Nel diluvio di esperti e pensatori che ci ammaestrano dalla tivù, storici virologi psicologi filosofi, mancano stranamente gli antropologi; eppure sono i soli che potrebbero dirci qualcosa sul relativismo culturale. Da quando nel 2001 quegli aerei sono penetrati in quelle Torri come coltelli nel burro, abbiamo quasi smesso di criticare il nostro sistema di valori per esaltarne invece l’autorità di modello.

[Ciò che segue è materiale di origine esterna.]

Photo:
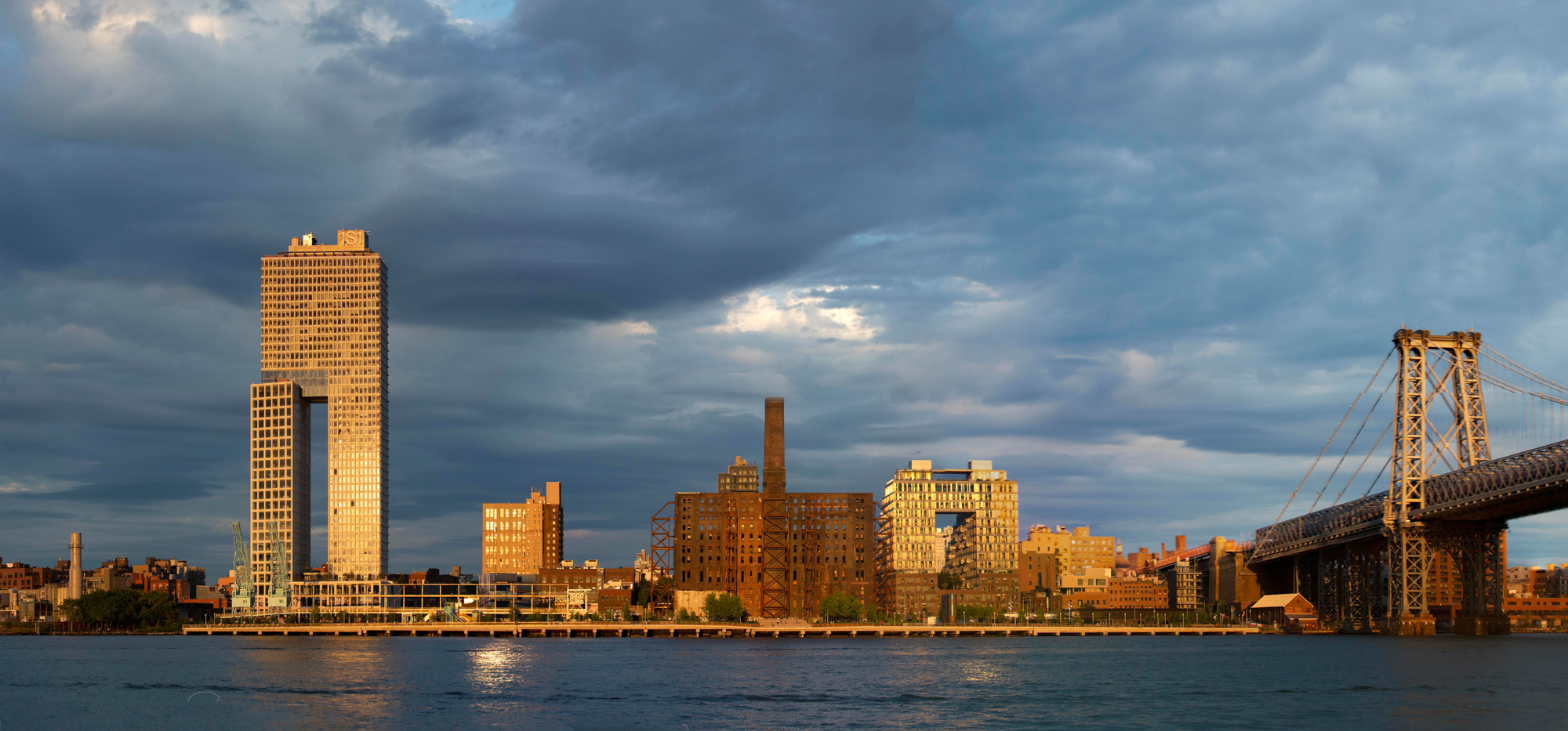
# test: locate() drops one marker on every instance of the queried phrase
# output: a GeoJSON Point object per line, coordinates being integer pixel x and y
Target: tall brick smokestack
{"type": "Point", "coordinates": [774, 446]}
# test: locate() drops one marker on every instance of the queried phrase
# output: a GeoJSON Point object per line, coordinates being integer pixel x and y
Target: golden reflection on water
{"type": "Point", "coordinates": [499, 667]}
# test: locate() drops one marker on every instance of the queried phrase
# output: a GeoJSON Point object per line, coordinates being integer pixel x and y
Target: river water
{"type": "Point", "coordinates": [689, 684]}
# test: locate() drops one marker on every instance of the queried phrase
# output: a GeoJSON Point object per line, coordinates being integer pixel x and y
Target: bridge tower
{"type": "Point", "coordinates": [1418, 443]}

Il nostro modo di concepire il diritto è stato promosso a “difesa dei diritti umani”, ciò a cui si appoggia la nostra politica è diventato “la democrazia”, la nostra struttura economica si può al massimo “ritoccare”, il divenire del nostro rapporto tra i sessi è (senza che il dubbio possa intaccarlo) “il progresso”. Mentre nei decenni precedenti si rifletteva sul tramonto dell’Occidente e la deriva culturale che ci stava sgretolando, ora è subentrato l’orgoglio per il nostro essere fari di universalità.

Siamo proprio sicuri? Davvero il nostro aver concentrato tutto sull’individuo, sia pure con slanci di empatia ma sempre come decisione e volontà individuale di amore, è la sola possibilità per il vivere associato? In molti luoghi del mondo, e della Storia, l’individuo è sottoposto al collettivo: alla fratria, al clan, alla tribù – coi guasti che sappiamo, ma anche con l’indifferenza alla morte individuale che ora per esempio dà un vantaggio inestimabile a certe forme di terrorismo.

Morire per un ideale, da noi non usa (quasi) più. Ci affanniamo per conquistare una “coscienza green”, mentre in molte culture del subcontinente indiano o del Sudamerica il rapporto con la Madre Terra è talmente indiscutibile da non concepire nessuna pretesa proprietaria sui suoli.

In molti luoghi dell’animismo africano la presenza degli antenati durante i processi civili o penali è ufficializzata: gli “spiriti” consentono di riconoscere una relazione tra colpa e meccanismi psicosomatici del colpevole con una profondità che da noi nemmeno uno psicanalista di quelli bravi.

Ogni sistema ha ovviamente pro e contro, e può darsi che il nostro sia il più stratificato e complesso; ma dare per scontato che l’illuminismo (col suo corteggio di imperialismo, consumismo e deviazioni tecnologiche) sia l’unica strada praticabile e irreversibile non fa onore alla nostra vantata superiorità.

Dovremmo almeno cercare di capire quanto sia difficile abbandonare strutture di pensiero millenarie (comprese le nostre); dovremmo vergognarci di chiedere che le trasformazioni siano rapide solo perché le condiamo con facilitazioni sessuali ed economiche.

Dovremmo ricordarci, esempio minimo, che nella nostra migliore letteratura il pericolo della musica è stato più volte sottolineato, da Tolstoj a Thomas Mann. Dovremmo accorgerci che ora più ci pretendiamo individui inalienabili e più ci affidiamo ad algoritmi astratti e totalizzanti.

Se dei nostri “valori universali” facciamo una religione indiscussa, allora tra religioni rivelate o ideologiche finisce che gli unici laici saranno i cinesi.